An Uncommon Core

Classical Education
“When you break the big laws you do not get freedom. You do not even get anarchy. You get small laws.”
G.K. Chesterton

In his article The Common Core and the Classical Tradition, Classical Education expert Dr. Christopher Perrin uses the quote above to explain how the massive federal curriculum known as the Common Core Standards (CCS) has come to be. The true purpose of education is to cultivate wisdom and virtue by nourishing the soul on truth, beauty, and goodness. When this fundamental “law” is broken, and the purpose of education becomes “train them to get further training” and “train workers for the global economy,” the result is “many, many small laws we call ‘standards’.” In other words, the CCS experiment is the inevitable result when education is founded on forming college students and workers instead of excellent, free human beings.

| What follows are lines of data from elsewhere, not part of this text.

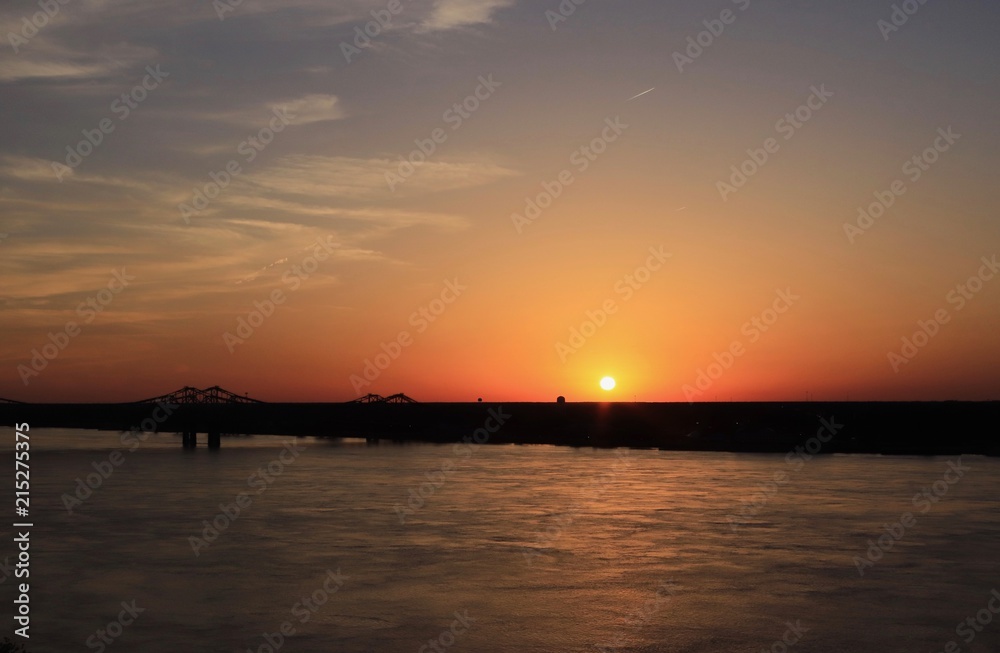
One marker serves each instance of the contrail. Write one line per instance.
(641, 94)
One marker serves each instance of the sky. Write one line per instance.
(708, 201)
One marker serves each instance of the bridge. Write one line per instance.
(398, 398)
(911, 428)
(190, 395)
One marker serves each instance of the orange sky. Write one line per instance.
(353, 257)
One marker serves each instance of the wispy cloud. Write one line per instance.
(449, 14)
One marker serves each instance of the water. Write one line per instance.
(537, 548)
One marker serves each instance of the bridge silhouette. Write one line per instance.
(913, 428)
(217, 396)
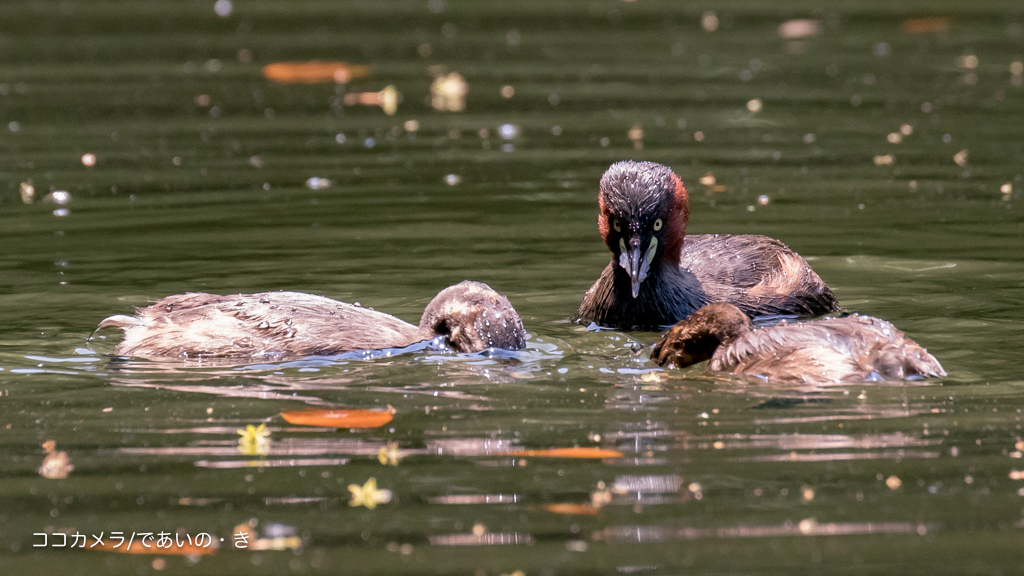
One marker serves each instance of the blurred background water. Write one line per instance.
(146, 149)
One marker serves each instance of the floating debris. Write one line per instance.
(448, 92)
(926, 26)
(58, 197)
(338, 418)
(650, 377)
(572, 509)
(316, 182)
(369, 495)
(968, 62)
(961, 158)
(55, 464)
(313, 72)
(709, 22)
(28, 192)
(254, 440)
(386, 98)
(223, 8)
(389, 455)
(508, 131)
(576, 452)
(636, 134)
(799, 28)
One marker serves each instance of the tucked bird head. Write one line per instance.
(696, 338)
(644, 210)
(473, 318)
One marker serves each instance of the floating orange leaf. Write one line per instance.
(571, 509)
(568, 453)
(926, 26)
(313, 72)
(338, 418)
(137, 548)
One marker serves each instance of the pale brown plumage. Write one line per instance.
(832, 350)
(280, 325)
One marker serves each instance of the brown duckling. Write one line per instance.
(283, 325)
(658, 276)
(840, 350)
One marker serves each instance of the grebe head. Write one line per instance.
(644, 210)
(696, 338)
(474, 318)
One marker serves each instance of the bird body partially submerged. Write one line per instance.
(280, 325)
(657, 275)
(832, 350)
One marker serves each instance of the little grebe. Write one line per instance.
(657, 275)
(841, 350)
(279, 325)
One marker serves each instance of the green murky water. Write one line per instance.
(200, 184)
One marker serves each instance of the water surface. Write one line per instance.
(200, 184)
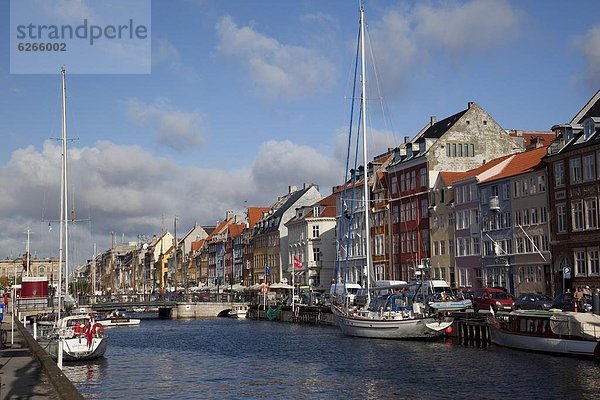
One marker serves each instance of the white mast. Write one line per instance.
(363, 100)
(64, 230)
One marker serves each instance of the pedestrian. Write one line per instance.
(578, 297)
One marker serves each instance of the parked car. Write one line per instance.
(564, 301)
(497, 299)
(533, 301)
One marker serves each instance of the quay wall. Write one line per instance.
(63, 386)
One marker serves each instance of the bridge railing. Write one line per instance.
(214, 297)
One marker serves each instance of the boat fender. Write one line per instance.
(97, 328)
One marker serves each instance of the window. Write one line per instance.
(543, 214)
(561, 218)
(476, 246)
(316, 254)
(542, 183)
(559, 174)
(534, 217)
(575, 170)
(315, 231)
(589, 169)
(579, 262)
(577, 216)
(593, 261)
(591, 213)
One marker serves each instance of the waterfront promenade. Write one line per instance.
(26, 370)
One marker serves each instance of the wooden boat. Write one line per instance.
(79, 336)
(562, 333)
(117, 318)
(238, 311)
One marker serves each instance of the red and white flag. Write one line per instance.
(297, 262)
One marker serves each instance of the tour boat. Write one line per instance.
(80, 337)
(389, 316)
(562, 333)
(238, 311)
(117, 318)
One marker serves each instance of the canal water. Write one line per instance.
(224, 358)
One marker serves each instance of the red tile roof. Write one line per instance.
(521, 163)
(255, 214)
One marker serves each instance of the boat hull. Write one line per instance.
(410, 328)
(78, 349)
(118, 322)
(561, 346)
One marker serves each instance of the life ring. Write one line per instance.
(97, 328)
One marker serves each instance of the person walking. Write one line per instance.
(578, 297)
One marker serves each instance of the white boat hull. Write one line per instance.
(78, 349)
(118, 322)
(564, 346)
(410, 328)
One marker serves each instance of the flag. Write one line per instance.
(297, 262)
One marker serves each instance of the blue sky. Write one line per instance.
(248, 97)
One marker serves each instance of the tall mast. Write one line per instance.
(63, 241)
(363, 74)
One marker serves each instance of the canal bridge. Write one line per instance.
(172, 307)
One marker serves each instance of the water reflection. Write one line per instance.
(224, 358)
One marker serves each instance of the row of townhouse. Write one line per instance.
(475, 205)
(465, 201)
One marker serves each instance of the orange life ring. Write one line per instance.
(97, 328)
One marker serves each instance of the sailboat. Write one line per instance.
(391, 312)
(75, 337)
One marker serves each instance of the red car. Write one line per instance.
(497, 299)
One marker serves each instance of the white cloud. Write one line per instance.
(277, 70)
(471, 27)
(589, 46)
(67, 10)
(283, 163)
(407, 37)
(176, 129)
(126, 190)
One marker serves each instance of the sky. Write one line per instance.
(248, 97)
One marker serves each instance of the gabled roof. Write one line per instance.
(197, 245)
(520, 163)
(591, 109)
(255, 214)
(484, 171)
(438, 129)
(236, 230)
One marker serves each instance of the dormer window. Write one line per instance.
(588, 128)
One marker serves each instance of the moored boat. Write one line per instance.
(561, 333)
(238, 311)
(117, 318)
(80, 337)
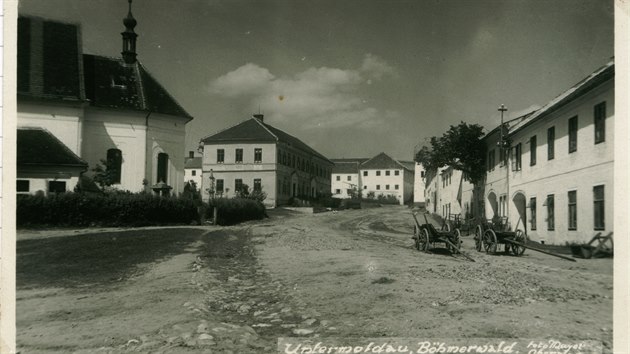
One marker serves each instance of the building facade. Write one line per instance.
(561, 164)
(264, 158)
(346, 180)
(108, 111)
(384, 176)
(192, 169)
(419, 197)
(380, 175)
(554, 180)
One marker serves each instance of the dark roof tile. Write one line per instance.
(253, 130)
(192, 162)
(111, 83)
(382, 161)
(37, 146)
(345, 167)
(49, 60)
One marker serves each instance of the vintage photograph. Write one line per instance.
(299, 176)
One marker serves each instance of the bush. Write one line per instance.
(351, 203)
(388, 199)
(327, 201)
(110, 209)
(235, 210)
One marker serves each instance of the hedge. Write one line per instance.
(119, 209)
(235, 210)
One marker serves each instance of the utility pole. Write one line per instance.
(503, 145)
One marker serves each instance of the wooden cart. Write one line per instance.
(426, 236)
(491, 234)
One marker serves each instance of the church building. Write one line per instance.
(93, 110)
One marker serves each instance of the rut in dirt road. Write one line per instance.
(247, 295)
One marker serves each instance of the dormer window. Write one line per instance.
(118, 83)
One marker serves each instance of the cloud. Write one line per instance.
(376, 67)
(246, 80)
(316, 97)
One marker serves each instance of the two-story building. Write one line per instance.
(562, 158)
(264, 158)
(419, 197)
(554, 178)
(106, 111)
(380, 175)
(346, 180)
(192, 169)
(383, 175)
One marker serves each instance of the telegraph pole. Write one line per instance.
(503, 145)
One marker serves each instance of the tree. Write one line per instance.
(244, 193)
(191, 191)
(460, 147)
(105, 176)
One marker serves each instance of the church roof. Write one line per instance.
(49, 60)
(110, 83)
(51, 66)
(192, 162)
(37, 146)
(254, 130)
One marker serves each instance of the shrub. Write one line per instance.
(235, 210)
(109, 209)
(327, 201)
(388, 199)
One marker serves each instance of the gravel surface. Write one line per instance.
(237, 289)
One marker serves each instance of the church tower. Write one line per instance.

Of course, classical educators actually agree with the notion that there should be a “core curriculum.” As Dr. Perrin points out, there is “a core of great books, great ideas and great artists that should be studied” and “these great ideas should be the common study and treasure of the entire nation.” But despite its classical name, with its focus on efficiency and technical training, Common Core is anything but classical. Realizing the full potential of human nature (not to mention divine grace) and the acquisition of “wisdom, virtue, and eloquence is almost completely absent from the standards.” The irony, Dr. Perrin predicts, is “CCS will produce less of what it seeks.” The excessive analysis and pursuit of data “turns teachers into technicians” preparing students for tests rather than for life. But it’s when you focus on forming human beings in excellence, students also develop skills. Focus on the skills, and you get neither.

For more information, see this website by the Cardinal Newman Society.

Denise Donohue, Ed.D., and Dan Guernsey, Ed.D. further examined the Disconnect between Common Core’s Literary Approach and Catholic Education’s Pursuit of Truth. The “Close Reading/New Criticism” method used by CC values literature not for “what it teaches us about how to live well” but rather “that it teaches us how to read well.” This formula serves CC’s pragmatic focus on standardized test, college, and career readiness, as its pursuit of truth is limited to the text itself, apart from a student’s background knowledge or even the author’s actual intentions/position. However, the approach to literature used at a Catholic school should “focus on much more than evidence from the text and whose horizons includes much more than college and career.” (Heaven, for example.)

Instead of focusing on “getting the right answers on the Common Core test-inspired questions at the end of any publisher’s provided worksheets,” Catholic classical education looks “deliberately and carefully at the real, rich and wonderful world outside the text.” While a text “may very well brilliantly unveil reality – sometimes with life-changing effect,” it must be read in context. “In combination with reality,” the text “may prove a mighty formative weapon.” Authentic knowledge can be attained only “when the human intellect, informed by the senses, judges things rightly.” Instead, the methodology employed by the CCS “rewards subjectivity and relativity, instead of Truth.”

Donohue and Guernsey’s conclusion is worth quoting at length, as it accurately summarizes our philosophy at Lourdes Classical in response to the modern utilitarian trend in education, with “Common Core” being its most recent manifestation:

``In Catholic schools, we know we are not just producing workers and scholars, we are producing living, breathing, complex, contradictory, eternally destined, unrepeatable and immensely valuable human beings. Our bishops and parishes do not support schools and keep them open to provide better 'career and college readiness'. They keep Catholic schools open to provide the liberation that comes from a thoughtful, loving and free encounter with the living God. Catholic schools exist not for their pragmatic worldly usefulness, but rather to actuate the authentic freedom to which each person is called and to provide skills at apprehending and integrating reality, including that which transcends the text, in all of its fullness and glory.``

Without objective reality, and ultimately without Jesus Christ, the Truth Incarnate, we have no “common core”.